Dating back to the late 15th century, the French incarnadine and the Italian incarnadino used to represent anything that is flesh-colored, thus lively pink, or- blood-red. Related to the Old Latin carnis meaning of the flesh, and the Medieval Latin carnalis meaning natural or of the same blood.
The verb is first attested to 1605 when it appeared in a scene of Macbeth (IIii), probably for the first time.
Why this word?
While the word flesh doesn’t really ring the favorite bells, the modern definition of the word refers to the beautiful and vivid pink color; one such can really only be found within the living. The Russian words for beauty, life and even love all stem from the word meaning red, and the connection is clear- you could not live, love or appreciate beauty if it wasn’t for that lively red-colored fluid running through your veins.
Reincarnate too, meaning to come back to life, stems from the same words as many other words in the English language, all referring this way or another to the power of life.

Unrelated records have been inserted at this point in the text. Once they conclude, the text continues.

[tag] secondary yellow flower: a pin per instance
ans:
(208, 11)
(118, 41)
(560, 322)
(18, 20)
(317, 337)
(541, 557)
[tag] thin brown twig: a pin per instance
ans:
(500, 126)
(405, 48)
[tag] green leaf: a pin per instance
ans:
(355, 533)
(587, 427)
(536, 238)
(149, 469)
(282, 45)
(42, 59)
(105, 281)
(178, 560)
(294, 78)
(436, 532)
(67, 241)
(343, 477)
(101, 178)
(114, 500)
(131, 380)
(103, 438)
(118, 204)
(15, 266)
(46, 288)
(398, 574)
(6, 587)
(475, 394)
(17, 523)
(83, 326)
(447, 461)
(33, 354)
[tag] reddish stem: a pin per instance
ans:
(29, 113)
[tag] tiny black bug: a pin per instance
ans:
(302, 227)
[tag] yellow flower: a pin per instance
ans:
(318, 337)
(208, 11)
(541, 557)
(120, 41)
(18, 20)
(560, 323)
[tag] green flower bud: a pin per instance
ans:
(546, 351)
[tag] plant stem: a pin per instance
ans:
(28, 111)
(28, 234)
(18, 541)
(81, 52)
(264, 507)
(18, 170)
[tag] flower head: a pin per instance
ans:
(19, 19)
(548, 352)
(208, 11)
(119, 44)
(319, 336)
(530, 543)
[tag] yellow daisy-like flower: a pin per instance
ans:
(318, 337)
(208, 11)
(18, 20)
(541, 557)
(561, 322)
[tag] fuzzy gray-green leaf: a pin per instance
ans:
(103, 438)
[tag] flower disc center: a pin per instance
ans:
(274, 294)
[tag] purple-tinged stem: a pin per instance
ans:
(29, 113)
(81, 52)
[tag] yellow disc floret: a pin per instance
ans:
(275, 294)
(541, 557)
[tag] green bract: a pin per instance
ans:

Until now I was under the impression that the lingual connection between life, beauty and the red color exists solely in the Russian language (email me for more info), but due to this word suggested as always by Corey O, I learned otherwise.
How to use the word incarnadine in a sentence?
Usage wise, this is a great word! You can use it as a verb or as an adjective, positive or negative.
As a positive verb: “He beautifully incarnadined the painting to represent the true power of life”. Or as negative: “Look what you did with the strawberries! You incarnadined the entire kitchen!”
As an adjective: “Her incarnadine cheeks glowing with passion”, “this incarnadine rose is a symbol of my love to you” ***
***Forgive my stickiness with these.